Michael Sandel describes how this
aggrandizement of corporate power became a central issue toward the end of the
1800s and the beginning of the next century.
With the Progressive Era, a movement straddling the two centuries, there
was a debate emerging as to what to do about the abuses attributed to corporate
behavior, such as exorbitant pricing, unsafe and low-quality products, and the
exploitation of labor.[4] The Progressives, advocates of a reactive
movement, were divided in how they defined these problems and furthered the
dialectic struggle over freedom.
For one, nothing will prove to challenge a
cornerstone of federalism – its honorific positioning of local politics – than
the nationalization and eventual globalization of the economy. This development will, more than any other
change, promote a divorce or a lack of intimacy between employer and
employee. Even the old family farm will
experience drastic change with the introduction of labor-saving machinery that industrialization
introduced.
With such advancements, economies of scale will
prove to undo the economic viability of the family farm, the family town
business, and the local charitable modes of assistance to the indigent.
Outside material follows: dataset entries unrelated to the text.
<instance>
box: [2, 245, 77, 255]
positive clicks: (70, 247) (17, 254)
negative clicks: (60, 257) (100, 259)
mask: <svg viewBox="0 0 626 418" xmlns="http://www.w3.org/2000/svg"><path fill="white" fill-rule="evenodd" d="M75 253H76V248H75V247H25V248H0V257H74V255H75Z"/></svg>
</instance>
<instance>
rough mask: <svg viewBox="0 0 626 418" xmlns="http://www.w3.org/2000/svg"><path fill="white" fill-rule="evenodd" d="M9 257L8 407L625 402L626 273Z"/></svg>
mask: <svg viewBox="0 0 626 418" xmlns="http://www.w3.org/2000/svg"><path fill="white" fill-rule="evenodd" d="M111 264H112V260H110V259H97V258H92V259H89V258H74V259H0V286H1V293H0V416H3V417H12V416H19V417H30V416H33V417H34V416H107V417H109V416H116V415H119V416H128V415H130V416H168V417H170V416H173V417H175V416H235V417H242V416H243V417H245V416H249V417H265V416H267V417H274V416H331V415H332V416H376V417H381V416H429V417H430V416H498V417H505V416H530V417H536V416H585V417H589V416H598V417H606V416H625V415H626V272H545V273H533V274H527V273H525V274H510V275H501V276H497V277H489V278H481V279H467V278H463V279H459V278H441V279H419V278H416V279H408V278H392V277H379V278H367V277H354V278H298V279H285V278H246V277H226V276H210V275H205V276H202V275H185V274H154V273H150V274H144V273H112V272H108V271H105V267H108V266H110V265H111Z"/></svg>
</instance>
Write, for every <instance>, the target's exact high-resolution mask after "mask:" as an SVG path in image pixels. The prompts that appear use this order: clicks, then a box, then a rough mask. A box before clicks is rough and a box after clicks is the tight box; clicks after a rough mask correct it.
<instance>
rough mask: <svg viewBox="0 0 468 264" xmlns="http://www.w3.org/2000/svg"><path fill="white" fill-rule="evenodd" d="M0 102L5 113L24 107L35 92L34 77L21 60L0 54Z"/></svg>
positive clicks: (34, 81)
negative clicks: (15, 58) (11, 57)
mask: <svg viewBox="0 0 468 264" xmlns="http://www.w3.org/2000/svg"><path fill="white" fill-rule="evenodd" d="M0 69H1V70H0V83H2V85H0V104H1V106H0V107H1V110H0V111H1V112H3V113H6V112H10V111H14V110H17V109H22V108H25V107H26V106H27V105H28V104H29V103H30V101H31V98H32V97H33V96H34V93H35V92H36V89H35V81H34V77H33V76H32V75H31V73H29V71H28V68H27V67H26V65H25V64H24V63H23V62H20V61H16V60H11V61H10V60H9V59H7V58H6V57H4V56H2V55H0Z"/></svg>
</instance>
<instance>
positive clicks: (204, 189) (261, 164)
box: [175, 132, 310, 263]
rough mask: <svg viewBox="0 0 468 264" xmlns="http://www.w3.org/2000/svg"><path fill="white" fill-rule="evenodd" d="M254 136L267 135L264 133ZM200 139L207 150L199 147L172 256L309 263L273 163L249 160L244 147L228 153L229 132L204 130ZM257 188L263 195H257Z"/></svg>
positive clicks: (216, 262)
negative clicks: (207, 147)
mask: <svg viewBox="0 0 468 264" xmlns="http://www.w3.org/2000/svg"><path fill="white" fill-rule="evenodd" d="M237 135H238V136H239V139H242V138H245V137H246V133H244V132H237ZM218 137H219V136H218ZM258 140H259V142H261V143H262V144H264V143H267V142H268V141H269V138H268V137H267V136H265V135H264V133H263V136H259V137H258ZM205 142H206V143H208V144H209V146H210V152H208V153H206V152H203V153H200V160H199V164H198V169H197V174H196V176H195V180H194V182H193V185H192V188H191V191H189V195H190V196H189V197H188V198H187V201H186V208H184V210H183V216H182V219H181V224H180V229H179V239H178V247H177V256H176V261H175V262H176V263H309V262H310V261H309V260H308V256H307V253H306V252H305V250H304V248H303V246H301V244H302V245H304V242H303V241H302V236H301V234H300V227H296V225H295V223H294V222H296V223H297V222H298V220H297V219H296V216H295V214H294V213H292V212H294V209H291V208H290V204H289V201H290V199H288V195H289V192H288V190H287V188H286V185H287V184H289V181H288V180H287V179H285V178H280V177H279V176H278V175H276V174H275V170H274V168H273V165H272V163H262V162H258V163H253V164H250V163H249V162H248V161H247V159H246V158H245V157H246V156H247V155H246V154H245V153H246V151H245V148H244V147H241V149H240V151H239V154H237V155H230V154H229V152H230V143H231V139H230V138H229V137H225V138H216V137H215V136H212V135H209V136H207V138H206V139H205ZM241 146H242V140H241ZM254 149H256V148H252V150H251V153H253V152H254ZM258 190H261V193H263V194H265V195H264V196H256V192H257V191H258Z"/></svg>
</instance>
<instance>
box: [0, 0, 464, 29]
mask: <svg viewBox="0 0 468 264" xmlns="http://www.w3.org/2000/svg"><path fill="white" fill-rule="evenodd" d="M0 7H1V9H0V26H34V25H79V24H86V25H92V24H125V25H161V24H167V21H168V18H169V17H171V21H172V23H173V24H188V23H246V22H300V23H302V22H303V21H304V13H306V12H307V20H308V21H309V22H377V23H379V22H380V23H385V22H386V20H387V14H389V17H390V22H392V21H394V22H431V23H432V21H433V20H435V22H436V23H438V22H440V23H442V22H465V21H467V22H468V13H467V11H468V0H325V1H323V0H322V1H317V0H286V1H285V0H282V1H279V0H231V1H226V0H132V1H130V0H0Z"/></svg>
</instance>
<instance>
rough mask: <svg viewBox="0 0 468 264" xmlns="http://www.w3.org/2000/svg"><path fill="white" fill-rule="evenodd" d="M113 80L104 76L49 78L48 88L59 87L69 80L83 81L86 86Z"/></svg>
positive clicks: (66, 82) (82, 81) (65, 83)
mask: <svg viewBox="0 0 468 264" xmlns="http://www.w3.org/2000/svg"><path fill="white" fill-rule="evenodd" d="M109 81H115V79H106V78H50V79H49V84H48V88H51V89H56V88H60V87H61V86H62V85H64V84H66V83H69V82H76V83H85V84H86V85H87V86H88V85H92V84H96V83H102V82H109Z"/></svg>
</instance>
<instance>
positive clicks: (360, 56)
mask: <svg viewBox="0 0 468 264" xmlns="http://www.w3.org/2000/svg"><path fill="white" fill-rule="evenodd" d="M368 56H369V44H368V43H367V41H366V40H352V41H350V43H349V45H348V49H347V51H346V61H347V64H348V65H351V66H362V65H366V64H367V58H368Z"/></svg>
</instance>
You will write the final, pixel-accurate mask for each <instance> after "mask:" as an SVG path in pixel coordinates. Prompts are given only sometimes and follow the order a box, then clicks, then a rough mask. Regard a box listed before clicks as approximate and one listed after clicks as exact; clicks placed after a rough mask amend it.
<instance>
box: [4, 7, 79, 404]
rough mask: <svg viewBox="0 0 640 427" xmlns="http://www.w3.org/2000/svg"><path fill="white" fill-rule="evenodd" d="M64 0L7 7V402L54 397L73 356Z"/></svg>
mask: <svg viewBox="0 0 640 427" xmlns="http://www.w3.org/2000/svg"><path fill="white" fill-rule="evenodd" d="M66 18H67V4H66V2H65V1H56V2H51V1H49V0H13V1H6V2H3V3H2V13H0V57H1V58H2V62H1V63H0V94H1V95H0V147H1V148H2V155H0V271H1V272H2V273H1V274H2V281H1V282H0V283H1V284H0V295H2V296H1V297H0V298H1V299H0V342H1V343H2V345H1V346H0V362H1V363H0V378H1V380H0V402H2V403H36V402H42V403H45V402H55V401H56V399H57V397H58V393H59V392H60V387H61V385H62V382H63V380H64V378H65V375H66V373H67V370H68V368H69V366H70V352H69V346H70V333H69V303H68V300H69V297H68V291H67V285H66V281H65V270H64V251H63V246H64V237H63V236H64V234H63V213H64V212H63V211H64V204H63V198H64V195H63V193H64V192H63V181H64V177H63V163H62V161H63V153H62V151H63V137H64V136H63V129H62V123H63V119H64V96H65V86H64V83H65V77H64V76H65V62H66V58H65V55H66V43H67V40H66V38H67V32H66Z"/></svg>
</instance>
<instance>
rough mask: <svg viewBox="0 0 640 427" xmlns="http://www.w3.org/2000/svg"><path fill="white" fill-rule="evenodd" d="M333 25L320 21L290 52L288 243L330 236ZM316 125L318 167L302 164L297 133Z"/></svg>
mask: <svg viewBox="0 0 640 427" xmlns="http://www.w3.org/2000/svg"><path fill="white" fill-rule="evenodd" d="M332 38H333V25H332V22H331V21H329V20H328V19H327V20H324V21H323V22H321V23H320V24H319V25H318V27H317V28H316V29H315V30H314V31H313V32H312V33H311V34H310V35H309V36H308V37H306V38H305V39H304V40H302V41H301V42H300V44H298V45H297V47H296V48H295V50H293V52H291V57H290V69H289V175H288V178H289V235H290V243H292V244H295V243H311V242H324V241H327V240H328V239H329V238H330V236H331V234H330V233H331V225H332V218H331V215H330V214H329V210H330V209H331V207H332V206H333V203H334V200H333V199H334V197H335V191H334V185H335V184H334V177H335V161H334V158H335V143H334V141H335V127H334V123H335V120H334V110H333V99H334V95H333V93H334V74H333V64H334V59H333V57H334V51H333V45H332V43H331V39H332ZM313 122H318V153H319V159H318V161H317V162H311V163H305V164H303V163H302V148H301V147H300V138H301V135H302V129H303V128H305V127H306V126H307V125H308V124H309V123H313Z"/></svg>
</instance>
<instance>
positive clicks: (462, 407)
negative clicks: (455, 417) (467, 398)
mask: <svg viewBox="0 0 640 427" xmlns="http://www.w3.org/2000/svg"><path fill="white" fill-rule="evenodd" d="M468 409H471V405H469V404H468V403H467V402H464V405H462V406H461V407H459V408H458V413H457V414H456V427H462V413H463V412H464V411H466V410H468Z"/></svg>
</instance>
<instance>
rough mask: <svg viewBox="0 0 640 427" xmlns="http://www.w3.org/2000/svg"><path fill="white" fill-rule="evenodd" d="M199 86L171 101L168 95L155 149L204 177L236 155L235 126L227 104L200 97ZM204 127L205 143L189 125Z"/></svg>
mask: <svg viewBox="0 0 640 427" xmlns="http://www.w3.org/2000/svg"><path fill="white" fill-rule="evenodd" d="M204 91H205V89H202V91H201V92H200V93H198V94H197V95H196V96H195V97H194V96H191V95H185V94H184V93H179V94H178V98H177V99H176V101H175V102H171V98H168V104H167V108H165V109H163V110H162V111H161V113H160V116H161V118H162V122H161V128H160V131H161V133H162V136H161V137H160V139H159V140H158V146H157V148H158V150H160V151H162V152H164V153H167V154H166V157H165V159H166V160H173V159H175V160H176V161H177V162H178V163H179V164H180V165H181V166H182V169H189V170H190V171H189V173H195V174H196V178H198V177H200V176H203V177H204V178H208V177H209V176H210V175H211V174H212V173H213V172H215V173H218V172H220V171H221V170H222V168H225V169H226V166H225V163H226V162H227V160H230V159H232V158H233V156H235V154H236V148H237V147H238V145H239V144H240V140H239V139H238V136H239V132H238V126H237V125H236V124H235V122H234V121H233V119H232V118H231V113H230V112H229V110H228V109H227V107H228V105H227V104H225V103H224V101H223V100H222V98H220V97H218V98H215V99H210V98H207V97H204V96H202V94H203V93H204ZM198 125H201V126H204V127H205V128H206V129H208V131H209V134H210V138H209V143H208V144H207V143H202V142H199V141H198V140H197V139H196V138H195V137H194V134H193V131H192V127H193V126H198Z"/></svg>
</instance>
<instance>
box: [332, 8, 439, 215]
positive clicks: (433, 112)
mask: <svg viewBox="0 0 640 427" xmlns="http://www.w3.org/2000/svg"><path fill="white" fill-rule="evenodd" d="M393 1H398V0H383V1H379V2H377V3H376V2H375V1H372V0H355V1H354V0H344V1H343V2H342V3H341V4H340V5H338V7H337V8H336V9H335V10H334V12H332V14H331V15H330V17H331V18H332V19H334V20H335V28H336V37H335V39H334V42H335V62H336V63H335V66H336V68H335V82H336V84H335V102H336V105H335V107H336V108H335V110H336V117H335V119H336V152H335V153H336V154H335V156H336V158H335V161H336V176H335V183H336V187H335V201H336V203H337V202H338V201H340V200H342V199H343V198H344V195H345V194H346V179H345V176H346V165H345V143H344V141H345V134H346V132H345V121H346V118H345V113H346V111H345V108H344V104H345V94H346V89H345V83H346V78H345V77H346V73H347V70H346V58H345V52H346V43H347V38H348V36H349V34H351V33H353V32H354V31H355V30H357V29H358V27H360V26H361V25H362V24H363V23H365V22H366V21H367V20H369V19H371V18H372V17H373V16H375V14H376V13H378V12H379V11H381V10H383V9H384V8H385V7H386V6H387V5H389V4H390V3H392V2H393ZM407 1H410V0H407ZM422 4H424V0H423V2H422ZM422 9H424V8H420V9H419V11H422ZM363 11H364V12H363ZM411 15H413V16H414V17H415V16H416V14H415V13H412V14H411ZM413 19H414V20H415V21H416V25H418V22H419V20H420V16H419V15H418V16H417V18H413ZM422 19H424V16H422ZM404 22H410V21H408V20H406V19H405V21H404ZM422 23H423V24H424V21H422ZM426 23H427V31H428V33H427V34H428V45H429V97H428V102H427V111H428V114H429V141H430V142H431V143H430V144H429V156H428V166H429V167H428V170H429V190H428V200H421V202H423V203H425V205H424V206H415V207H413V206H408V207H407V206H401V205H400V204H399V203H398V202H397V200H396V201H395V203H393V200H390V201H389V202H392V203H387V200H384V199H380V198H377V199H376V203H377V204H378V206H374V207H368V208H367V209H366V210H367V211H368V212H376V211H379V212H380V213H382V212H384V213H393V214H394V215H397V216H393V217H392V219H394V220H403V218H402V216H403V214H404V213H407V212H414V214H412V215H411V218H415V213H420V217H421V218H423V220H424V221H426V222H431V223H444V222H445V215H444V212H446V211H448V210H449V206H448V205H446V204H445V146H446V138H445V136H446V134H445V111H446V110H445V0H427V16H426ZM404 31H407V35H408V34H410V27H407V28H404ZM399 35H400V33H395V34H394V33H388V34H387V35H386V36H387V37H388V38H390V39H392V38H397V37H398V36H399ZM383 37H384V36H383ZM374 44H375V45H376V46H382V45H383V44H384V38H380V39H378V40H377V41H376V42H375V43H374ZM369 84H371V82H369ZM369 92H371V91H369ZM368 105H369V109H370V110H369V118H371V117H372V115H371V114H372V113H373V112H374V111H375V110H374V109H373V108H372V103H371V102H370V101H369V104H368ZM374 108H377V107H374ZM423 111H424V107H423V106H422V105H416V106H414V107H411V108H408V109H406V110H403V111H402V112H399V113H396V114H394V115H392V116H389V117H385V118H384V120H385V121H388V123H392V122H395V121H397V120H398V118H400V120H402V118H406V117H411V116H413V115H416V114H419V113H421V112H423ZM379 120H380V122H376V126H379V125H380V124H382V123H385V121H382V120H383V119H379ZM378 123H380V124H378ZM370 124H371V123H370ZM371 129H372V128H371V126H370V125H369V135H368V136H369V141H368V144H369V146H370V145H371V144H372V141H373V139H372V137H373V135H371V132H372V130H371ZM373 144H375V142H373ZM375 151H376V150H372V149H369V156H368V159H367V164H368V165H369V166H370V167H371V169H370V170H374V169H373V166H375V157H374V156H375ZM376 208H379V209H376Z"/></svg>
The result is a nation that would be exposed
to a level of depersonalization that undermined (and still does today) the
ability of people to federate among themselves.
With that, the forces of a natural rights
mentality will be augmented, beginning to deem personal, communal sensitivities
as old fashioned. This blog will
continue describing this dialectic struggle in its next posting.
[1]
Allen C. Guelzo, The American Mind, Part 2 of
3 – a transcript book – (Chantilly, VA: The
Teaching Company/The Great Courses, 2005), 79.
[2] Ibid., 80-81.
[3] Ibid., 82.
[4]
Michael J. Sandel, Democracy’s
Discontent: America in Search of a
Public Philosophy (Cambridge, MA:
The Belknap Press of Harvard University Press, 1996).